Chaque 7 août, les drapeaux orange, blanc et vert apparaissent dans les rues, les autorités prononcent leurs discours et le pays commémore sa naissance comme État souverain. Mais l'indépendance ivoirienne ne s'est pas décidée en une seule journée. Le 7 août 1960 marque l'aboutissement d'un processus social, politique et juridique engagé plusieurs décennies auparavant.

Le matin du 7 août, la Côte d'Ivoire ralentit.

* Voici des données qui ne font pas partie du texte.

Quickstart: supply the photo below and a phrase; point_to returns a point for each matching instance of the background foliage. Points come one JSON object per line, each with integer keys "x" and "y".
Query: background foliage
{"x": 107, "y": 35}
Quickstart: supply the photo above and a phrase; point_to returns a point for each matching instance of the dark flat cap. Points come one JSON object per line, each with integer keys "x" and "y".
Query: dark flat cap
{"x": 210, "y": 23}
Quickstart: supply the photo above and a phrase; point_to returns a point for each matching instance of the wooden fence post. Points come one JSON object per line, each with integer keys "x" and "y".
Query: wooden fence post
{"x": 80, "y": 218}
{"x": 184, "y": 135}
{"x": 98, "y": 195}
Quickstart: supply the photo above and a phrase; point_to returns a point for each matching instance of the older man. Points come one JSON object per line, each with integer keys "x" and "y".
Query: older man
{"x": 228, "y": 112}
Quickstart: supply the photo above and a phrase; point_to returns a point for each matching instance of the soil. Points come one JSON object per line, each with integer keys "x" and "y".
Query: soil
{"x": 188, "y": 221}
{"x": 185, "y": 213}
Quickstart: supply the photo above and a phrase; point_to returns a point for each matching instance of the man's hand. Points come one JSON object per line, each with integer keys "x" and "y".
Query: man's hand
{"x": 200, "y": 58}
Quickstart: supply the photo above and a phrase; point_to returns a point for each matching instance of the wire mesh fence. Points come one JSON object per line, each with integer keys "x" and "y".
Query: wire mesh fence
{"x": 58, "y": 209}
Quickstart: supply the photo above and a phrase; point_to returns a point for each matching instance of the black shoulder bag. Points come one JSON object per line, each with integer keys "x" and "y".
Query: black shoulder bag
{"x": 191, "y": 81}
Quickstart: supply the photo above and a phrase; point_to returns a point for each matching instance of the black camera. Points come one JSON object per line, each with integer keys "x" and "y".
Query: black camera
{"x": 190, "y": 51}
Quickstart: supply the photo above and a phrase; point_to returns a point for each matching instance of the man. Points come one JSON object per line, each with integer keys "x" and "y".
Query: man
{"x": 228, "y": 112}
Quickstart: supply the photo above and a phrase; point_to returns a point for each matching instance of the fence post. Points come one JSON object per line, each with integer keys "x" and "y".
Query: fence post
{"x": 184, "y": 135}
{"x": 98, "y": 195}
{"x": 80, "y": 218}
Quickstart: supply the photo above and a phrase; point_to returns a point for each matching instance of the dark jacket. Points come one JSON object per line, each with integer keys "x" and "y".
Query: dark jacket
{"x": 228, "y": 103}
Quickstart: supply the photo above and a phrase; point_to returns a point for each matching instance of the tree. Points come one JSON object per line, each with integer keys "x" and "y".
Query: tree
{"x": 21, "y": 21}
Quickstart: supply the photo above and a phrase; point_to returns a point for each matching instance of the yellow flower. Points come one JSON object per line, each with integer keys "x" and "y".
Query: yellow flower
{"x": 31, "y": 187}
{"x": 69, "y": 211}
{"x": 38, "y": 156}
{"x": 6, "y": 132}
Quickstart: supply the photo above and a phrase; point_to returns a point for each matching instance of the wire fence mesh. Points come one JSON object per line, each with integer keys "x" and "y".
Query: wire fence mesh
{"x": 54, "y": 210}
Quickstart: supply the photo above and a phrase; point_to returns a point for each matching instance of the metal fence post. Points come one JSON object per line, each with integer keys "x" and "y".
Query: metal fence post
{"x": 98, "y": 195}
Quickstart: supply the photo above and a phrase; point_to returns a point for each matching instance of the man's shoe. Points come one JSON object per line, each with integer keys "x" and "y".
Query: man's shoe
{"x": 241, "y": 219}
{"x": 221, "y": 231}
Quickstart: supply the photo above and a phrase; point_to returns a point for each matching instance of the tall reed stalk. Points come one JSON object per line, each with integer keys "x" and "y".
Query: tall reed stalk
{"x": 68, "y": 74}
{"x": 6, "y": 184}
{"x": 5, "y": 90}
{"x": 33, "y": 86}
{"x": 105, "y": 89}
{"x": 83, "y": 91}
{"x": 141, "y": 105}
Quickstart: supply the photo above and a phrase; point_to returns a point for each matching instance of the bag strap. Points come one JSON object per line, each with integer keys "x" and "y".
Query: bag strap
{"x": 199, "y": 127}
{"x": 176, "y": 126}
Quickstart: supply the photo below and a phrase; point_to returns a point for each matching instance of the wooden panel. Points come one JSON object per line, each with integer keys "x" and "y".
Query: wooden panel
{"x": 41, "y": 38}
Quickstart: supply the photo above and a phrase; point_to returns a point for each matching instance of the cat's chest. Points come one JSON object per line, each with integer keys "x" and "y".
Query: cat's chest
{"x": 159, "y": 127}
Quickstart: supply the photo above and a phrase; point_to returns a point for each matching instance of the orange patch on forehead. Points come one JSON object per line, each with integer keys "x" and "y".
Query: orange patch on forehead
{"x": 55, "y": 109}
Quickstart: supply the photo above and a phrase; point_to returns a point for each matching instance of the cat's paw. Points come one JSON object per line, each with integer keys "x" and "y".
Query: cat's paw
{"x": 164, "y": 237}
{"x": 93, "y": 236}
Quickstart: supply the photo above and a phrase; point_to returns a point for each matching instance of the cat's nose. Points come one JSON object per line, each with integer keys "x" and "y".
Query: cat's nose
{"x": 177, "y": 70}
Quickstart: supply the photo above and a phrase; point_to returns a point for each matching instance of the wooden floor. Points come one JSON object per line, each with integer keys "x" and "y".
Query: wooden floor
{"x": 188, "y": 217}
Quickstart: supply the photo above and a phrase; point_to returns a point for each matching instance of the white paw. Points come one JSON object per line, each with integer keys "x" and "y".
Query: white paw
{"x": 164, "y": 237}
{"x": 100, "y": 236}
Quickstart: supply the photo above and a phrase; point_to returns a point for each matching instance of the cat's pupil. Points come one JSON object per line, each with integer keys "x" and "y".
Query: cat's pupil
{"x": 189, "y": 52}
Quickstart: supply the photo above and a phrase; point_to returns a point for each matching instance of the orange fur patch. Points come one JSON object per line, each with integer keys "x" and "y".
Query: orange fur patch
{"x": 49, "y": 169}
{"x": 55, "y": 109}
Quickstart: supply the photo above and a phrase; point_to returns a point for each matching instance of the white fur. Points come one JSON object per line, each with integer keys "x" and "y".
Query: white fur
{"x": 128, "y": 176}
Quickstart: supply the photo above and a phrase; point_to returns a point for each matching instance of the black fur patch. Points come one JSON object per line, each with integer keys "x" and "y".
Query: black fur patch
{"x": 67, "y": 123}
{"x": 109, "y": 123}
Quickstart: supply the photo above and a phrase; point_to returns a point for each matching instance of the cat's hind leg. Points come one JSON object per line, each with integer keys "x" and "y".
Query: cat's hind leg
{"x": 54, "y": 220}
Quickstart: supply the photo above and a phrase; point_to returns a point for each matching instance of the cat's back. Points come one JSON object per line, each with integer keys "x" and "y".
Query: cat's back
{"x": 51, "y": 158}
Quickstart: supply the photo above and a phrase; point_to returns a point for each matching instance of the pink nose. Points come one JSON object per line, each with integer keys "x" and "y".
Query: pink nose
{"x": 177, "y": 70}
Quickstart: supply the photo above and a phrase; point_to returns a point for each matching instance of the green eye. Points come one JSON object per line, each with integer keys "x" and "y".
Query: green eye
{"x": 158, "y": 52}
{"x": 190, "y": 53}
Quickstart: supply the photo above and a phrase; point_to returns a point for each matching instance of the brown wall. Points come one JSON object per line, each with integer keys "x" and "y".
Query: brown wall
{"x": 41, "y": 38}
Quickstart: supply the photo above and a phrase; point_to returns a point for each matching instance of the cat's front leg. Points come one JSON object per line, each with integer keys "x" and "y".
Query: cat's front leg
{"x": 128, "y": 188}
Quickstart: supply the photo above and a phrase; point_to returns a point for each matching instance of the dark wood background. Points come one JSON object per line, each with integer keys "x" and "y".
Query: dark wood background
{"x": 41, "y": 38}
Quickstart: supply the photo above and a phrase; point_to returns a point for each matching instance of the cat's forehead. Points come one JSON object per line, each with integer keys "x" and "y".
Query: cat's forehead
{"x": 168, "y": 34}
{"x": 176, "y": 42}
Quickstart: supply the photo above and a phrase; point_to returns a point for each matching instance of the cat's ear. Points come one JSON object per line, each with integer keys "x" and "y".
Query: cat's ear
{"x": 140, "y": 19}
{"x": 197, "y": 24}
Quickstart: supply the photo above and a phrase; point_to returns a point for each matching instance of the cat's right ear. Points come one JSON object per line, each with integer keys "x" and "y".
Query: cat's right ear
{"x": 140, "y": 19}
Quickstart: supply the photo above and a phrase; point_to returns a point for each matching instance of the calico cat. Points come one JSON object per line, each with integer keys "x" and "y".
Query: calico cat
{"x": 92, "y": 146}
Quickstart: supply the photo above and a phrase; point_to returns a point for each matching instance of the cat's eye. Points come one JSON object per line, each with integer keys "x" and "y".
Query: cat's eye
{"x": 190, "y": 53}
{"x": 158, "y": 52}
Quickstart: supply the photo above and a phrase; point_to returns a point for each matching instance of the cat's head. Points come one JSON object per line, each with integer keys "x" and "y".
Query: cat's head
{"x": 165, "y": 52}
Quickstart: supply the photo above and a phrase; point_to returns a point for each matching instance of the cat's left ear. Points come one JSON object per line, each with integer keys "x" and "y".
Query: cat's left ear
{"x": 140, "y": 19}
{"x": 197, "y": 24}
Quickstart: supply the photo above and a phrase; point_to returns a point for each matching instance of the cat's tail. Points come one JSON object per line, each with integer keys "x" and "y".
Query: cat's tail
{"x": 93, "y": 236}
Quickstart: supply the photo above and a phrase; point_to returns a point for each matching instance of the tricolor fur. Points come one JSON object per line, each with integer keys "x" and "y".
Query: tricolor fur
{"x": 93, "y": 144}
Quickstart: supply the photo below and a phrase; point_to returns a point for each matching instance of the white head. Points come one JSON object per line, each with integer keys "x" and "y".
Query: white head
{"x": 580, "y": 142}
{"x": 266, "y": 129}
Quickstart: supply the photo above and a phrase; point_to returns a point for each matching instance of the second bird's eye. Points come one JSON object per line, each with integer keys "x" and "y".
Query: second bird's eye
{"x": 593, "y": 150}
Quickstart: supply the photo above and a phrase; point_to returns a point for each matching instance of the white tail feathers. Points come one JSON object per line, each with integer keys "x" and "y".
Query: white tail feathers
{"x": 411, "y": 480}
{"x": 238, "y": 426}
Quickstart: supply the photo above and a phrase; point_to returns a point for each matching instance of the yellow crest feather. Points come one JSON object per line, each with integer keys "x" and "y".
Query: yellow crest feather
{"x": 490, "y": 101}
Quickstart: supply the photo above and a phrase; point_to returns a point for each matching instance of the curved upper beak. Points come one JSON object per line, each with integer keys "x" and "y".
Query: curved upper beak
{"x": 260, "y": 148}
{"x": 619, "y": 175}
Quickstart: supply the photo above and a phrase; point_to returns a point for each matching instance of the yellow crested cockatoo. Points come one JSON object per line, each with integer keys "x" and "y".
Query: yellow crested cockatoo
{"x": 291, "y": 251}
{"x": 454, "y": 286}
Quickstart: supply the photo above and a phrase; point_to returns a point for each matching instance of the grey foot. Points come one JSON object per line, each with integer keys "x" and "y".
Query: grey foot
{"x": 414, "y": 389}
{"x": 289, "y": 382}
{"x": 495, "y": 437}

Les administrations et de nombreuses entreprises ferment. Les cérémonies officielles, les décorations, les défilés et les festivités rappellent que cette date n'est pas un jour férié ordinaire. Elle est officiellement reconnue comme la fête nationale du pays.

Mais que s'est-il réellement passé le 7 août 1960 ?

La réponse paraît simple : la Côte d'Ivoire est devenue indépendante. Pourtant, entre la création de la colonie française en 1893 et la proclamation de 1960, le territoire a changé plusieurs fois de statut. Les Ivoiriens ont connu la domination coloniale, les premières mobilisations syndicales et politiques, l'autonomie interne, puis la pleine souveraineté.

Le 7 août est donc moins le commencement d'une histoire que le moment où un long processus devient irréversible.

La réponse courte

Le 7 août 1960, la Côte d'Ivoire accède à la pleine souveraineté internationale.

Elle ne dépend plus de la France pour les compétences fondamentales qui définissent un État : ses institutions, sa diplomatie, sa défense et la conduite générale de ses affaires publiques. Félix Houphouët-Boigny, alors chef du gouvernement ivoirien, proclame l'indépendance du pays. La Côte d'Ivoire cesse ainsi d'être une république autonome intégrée à la Communauté française et devient un État indépendant.

C'est cette accession à la souveraineté que la fête nationale commémore chaque année.

1893 : la Côte d'Ivoire devient une colonie française

La présence française sur le littoral ivoirien commence avant 1893, à travers des traités de protectorat conclus au XIXe siècle.

Mais c'est le 10 mars 1893 que la Côte d'Ivoire est officiellement constituée en colonie française. Quelques années plus tard, elle est rattachée à l'Afrique-Occidentale française, l'AOF, un ensemble administratif regroupant plusieurs colonies françaises de la région. Le premier statut de cette organisation est établi en 1895, avant une structuration plus complète au début du XXe siècle.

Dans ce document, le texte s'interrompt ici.